Personally, I think there will always be a need for somewhere dark and dingy for gays to go and dance with pretty boys. And then sneak off to the toilets with them for a quick one. But stopping halfway through and running back out to dance some more because that new Lady Gaga track came on. For example.

And it’s sad that these places close, but it doesn’t mean the gay community goes with them; in fact, I’d say the community is alive and well, but lives more online than it does in any physical space. Back before mobile phones, the only way to keep in touch with your friends was to see them out in places you knew they’d be. 
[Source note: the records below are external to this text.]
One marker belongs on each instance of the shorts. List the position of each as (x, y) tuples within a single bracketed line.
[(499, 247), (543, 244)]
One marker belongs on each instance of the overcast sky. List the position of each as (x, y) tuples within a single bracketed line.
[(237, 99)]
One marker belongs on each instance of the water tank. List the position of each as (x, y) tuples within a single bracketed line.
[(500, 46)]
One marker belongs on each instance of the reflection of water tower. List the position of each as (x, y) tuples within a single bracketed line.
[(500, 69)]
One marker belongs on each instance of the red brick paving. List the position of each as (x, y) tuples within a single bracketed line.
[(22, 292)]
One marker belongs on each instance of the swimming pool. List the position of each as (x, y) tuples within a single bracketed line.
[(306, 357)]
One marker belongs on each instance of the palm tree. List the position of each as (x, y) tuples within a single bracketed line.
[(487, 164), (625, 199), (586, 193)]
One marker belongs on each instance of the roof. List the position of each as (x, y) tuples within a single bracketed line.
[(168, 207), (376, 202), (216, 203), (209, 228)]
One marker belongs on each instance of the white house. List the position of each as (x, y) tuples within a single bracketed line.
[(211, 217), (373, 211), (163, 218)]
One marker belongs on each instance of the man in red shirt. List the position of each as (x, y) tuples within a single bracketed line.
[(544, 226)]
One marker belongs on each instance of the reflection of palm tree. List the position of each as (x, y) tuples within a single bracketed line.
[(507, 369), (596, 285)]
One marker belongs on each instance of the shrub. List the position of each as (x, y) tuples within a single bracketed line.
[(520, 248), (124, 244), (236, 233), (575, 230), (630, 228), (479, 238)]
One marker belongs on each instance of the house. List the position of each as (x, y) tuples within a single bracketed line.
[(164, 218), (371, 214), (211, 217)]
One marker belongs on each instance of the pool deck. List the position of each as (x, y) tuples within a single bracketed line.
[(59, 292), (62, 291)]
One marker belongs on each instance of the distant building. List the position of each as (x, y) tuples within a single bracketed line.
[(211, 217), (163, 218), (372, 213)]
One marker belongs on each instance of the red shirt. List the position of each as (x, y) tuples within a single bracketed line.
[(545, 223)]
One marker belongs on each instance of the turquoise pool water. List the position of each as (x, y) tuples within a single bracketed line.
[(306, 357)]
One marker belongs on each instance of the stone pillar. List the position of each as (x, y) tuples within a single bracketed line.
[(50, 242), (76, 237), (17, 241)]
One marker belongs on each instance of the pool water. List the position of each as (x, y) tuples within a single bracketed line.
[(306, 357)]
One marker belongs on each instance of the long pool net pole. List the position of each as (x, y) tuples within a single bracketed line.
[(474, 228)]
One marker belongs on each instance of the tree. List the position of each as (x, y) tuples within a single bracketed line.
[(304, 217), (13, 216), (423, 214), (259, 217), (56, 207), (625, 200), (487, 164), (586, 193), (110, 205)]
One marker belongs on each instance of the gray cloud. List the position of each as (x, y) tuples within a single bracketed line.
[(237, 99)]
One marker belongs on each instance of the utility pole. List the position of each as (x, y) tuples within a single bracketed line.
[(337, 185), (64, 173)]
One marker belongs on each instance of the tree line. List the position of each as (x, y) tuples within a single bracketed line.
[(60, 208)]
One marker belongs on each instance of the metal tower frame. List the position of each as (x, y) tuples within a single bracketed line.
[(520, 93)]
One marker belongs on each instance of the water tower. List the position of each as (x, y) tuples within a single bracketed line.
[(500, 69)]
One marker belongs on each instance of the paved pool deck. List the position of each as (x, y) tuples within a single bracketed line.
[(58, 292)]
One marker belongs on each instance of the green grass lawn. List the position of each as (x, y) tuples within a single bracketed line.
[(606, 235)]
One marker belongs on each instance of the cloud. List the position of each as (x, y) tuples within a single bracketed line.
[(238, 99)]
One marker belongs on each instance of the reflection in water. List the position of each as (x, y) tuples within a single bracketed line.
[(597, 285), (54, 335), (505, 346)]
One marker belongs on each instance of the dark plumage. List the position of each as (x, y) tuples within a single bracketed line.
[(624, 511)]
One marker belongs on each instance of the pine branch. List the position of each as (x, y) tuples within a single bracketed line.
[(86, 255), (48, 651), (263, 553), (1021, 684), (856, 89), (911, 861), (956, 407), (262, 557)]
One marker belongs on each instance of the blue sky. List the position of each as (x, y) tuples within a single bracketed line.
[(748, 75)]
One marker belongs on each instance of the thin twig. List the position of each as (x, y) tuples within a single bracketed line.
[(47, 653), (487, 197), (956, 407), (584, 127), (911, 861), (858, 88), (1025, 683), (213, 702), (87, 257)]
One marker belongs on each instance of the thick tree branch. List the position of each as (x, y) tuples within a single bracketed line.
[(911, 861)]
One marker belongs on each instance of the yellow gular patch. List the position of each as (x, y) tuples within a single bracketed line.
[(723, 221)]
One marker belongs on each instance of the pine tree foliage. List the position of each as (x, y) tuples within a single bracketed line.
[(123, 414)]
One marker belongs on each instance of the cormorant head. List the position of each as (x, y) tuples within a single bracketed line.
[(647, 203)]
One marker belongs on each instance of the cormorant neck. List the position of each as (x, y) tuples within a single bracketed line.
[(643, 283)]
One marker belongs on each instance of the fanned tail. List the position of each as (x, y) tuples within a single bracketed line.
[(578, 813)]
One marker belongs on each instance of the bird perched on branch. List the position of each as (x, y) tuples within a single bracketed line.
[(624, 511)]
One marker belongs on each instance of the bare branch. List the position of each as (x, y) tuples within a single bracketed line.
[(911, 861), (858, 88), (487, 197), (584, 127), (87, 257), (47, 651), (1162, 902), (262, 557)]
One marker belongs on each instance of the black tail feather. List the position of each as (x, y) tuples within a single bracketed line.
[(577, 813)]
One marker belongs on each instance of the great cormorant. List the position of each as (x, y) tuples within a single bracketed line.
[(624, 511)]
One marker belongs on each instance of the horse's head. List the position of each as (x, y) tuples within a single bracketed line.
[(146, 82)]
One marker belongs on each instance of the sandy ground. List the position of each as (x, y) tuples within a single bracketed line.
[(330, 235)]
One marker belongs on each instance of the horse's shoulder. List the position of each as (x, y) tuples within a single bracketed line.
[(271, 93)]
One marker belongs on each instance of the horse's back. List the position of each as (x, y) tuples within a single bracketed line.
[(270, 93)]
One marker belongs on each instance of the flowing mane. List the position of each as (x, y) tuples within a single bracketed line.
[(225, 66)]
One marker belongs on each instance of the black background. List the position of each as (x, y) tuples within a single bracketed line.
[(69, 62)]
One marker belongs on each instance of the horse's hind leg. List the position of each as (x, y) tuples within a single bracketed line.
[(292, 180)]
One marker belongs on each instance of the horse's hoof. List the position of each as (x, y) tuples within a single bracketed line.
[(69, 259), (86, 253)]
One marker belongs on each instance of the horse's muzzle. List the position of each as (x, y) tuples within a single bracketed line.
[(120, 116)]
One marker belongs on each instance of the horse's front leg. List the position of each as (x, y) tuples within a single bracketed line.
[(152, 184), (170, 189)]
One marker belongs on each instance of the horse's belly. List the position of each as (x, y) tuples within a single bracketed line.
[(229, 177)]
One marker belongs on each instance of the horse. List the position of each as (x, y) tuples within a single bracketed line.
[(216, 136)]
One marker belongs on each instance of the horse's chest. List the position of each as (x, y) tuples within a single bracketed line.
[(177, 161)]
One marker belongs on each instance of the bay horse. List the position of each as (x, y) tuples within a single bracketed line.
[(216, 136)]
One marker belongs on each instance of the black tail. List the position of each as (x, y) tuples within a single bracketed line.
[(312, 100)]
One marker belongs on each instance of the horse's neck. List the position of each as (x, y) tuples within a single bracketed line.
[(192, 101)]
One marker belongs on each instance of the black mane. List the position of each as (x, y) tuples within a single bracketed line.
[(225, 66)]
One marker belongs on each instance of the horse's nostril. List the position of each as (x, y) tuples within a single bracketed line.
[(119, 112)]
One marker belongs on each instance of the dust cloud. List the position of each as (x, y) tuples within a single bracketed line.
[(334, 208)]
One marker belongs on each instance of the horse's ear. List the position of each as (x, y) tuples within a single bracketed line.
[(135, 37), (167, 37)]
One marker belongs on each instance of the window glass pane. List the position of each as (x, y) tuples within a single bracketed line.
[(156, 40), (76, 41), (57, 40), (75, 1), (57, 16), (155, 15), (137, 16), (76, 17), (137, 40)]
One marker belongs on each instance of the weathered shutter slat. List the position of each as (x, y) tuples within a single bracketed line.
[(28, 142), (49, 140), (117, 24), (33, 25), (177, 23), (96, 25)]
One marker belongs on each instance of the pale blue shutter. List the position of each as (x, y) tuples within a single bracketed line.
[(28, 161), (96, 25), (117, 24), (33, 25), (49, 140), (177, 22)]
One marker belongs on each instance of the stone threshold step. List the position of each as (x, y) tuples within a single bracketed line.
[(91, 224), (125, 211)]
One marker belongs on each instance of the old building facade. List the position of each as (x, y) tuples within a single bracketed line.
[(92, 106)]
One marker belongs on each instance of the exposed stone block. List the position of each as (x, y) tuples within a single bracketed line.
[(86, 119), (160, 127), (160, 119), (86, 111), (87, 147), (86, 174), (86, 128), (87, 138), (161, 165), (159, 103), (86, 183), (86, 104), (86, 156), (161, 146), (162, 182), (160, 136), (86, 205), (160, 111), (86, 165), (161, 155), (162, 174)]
When I first moved to London, I mostly made friends in chat rooms and on forums, not in bars. We’d still meet up, and hang out, and drink and dance, but it wouldn’t be the only place. So. y’know, maybe this isn’t the end of the world. And there’s all sorts of activities and sports and such with gay teams and gay users. The community is still there, it just isn’t holed up in a dingey, hidden bar anymore. 

 

Just as satellite mapping has taken away all the exciting, unexplored bits of the map that said ‘here be dragons’, so smartphones and mainstream acceptance have eaten away at the old gay scene. That said, now that I know how to handle gay bars, and I’m confident enough in myself to talk to pretty strangers, there’ll always be a place in my heart, and my bed, for the kind of bar that lets me get drunk and flirt with as many men as possible. Personally, I like to think there’s still a few dragons left, you just have to look a little harder to find them.

And maybe take a spare pair of socks.